Reporting, Recordkeeping and Penalties. Employers must maintain records of health care expenditures and provide the information to the City on an annual basis. In addition, the SFHCO imposes penalties on employers that do not make the required health care expenditures or do not meet the reporting requirements. The fine for failure to make the required health care expenditure is up to 1.5 times the expenditure that should have been made plus up to 10% interest (the total fine is limited to $1,000 per employee, per week). Fines can also be incurred for failure to allow access to records ($25 per employee, per day), failure to make the required annual report ($500 per report), and taking retaliatory action against an employee related to the employee’s rights under the SFHCO ($100 per employee, per day). The City has the right to bring a civil action to recover any of these penalties, and the violating employer will be liable for the City’s enforcement costs and attorneys’ fees.

Looking Forward

Given the Ninth Circuit’s ruling and its signals regarding the ultimate outcome of the appeal, employers must give serious consideration to how they will respond to the SFHCO and must do so soon, because the SFHCO is currently effective and being enforced by the City. Further, with recent developments in Vermont, Massachusetts and now San Francisco, employers have wondered what has happened to ERISA preemption and their ability to institute a national and uniform health care plan. Because health care reform has been stalled at the Federal level for some time, states and local governments have started to become the incubators of health care reform.

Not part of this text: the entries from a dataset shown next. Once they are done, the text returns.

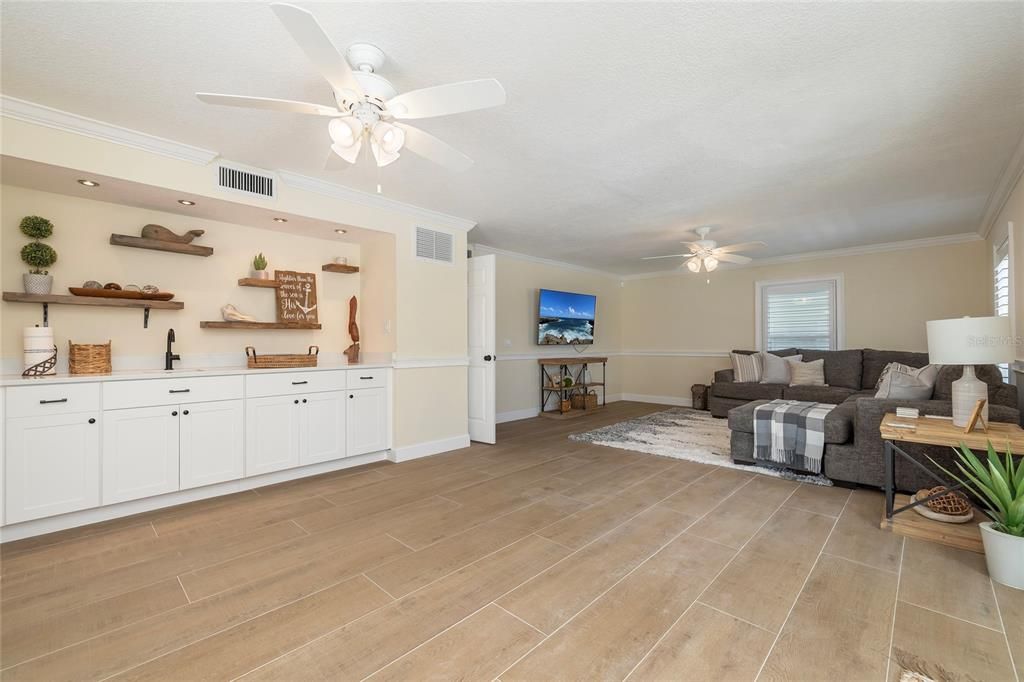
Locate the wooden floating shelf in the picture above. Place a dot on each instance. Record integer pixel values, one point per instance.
(256, 282)
(67, 299)
(220, 324)
(342, 269)
(158, 245)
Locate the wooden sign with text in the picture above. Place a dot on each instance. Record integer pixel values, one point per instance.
(296, 296)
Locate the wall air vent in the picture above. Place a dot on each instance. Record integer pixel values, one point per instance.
(432, 245)
(250, 182)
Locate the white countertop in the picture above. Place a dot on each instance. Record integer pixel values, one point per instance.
(134, 375)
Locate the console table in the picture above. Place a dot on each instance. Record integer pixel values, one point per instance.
(577, 369)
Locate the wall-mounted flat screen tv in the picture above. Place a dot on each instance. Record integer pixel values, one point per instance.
(564, 318)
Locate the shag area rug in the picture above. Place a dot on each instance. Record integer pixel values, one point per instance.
(684, 434)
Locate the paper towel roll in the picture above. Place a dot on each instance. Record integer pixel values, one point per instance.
(38, 347)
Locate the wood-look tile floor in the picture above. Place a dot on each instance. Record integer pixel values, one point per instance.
(537, 558)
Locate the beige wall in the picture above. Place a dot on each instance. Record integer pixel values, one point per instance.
(517, 282)
(1011, 221)
(82, 230)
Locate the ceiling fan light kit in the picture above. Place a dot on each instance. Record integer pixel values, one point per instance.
(367, 104)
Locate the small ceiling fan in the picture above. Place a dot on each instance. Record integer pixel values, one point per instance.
(368, 107)
(706, 253)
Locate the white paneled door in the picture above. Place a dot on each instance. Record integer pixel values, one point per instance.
(481, 348)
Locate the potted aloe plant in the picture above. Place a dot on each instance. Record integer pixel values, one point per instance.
(259, 267)
(37, 255)
(999, 483)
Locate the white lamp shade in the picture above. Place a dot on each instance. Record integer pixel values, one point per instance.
(970, 341)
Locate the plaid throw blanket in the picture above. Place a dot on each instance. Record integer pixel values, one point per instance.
(790, 434)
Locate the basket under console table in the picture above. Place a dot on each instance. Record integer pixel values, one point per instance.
(581, 383)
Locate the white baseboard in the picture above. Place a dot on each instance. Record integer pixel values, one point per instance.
(74, 519)
(659, 399)
(407, 453)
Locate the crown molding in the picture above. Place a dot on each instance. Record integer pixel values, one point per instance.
(19, 110)
(315, 185)
(484, 250)
(1000, 194)
(948, 240)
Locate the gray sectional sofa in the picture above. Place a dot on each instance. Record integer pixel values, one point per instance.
(853, 446)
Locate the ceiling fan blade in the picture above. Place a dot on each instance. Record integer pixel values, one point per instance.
(306, 31)
(745, 246)
(268, 103)
(675, 255)
(434, 150)
(732, 258)
(444, 99)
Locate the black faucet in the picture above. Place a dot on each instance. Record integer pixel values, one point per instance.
(169, 356)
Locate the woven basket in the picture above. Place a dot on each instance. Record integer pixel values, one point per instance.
(585, 400)
(283, 360)
(89, 357)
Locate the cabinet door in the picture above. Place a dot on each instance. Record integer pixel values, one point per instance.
(211, 442)
(271, 434)
(52, 465)
(367, 421)
(140, 453)
(323, 427)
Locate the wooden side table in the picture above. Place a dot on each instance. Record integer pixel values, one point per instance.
(924, 430)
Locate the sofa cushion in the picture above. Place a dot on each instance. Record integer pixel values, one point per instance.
(740, 391)
(876, 360)
(833, 394)
(843, 368)
(950, 373)
(839, 422)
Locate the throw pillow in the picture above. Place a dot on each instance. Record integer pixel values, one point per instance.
(903, 382)
(807, 374)
(745, 369)
(774, 369)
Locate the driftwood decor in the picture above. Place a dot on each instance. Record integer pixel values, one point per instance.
(296, 297)
(352, 352)
(158, 238)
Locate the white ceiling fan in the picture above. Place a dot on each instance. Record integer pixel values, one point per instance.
(707, 253)
(368, 109)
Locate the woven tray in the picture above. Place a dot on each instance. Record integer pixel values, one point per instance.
(283, 360)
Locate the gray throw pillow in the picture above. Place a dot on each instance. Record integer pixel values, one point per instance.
(901, 382)
(774, 369)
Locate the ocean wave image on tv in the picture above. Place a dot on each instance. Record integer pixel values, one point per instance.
(565, 318)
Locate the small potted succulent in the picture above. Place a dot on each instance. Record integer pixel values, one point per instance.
(999, 483)
(259, 267)
(37, 255)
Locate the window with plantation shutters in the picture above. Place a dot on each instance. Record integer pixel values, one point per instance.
(1000, 279)
(799, 314)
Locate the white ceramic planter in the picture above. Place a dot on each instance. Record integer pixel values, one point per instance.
(37, 284)
(1005, 556)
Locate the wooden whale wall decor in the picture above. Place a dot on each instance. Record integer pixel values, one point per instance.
(162, 233)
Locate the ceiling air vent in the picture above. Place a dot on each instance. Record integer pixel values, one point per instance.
(432, 245)
(249, 182)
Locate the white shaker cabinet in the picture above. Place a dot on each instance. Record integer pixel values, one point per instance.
(52, 465)
(140, 453)
(367, 421)
(211, 442)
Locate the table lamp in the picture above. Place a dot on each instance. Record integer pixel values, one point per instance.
(969, 341)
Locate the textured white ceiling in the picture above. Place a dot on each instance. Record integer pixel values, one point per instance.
(808, 126)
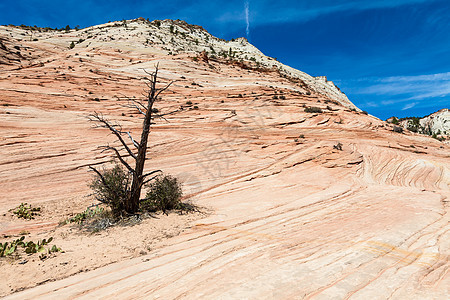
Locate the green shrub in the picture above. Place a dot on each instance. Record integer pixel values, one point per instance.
(313, 109)
(113, 189)
(164, 194)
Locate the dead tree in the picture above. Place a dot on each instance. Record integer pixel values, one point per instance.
(137, 150)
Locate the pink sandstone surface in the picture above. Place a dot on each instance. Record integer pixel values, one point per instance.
(284, 214)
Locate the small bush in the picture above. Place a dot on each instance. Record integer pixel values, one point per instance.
(114, 189)
(164, 194)
(313, 109)
(26, 212)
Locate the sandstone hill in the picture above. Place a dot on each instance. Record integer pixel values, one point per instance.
(437, 123)
(296, 202)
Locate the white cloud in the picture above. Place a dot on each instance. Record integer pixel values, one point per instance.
(409, 105)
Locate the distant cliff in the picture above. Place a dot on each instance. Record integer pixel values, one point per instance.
(436, 124)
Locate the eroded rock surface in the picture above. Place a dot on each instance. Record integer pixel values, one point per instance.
(291, 216)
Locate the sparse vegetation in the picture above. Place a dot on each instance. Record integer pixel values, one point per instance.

For example, the Massachusetts health reform law requires an employer to establish a cafeteria plan and provide for pre-tax withholding for health coverage. It also requires an employer to make a “fair and reasonable contribution” to the health coverage costs of its employees, and if it fails that requirement, the employer must pay a tax to the Commonwealth of Massachusetts. In Vermont, the state requires employers to pay a tax based on employees who are not covered by the employer’s health coverage. Now, San Francisco has entered the arena with an employer health care spending requirement that does not require an employer to establish or modify an ERISA health plan. In each of these cases, the laws have been specifically designed to make an end-run around ERISA preemption by not requiring the establishment or modification of an ERISA employee benefit plan. Until the Supreme Court gives a more expansive reading to ERISA preemption or Congress revises the ERISA preemption rule, both of which appear unlikely in the near term, employers will continue to see more of these laws at the state and local level, thereby increasing the compliance and administrative costs with respect to employee health benefits.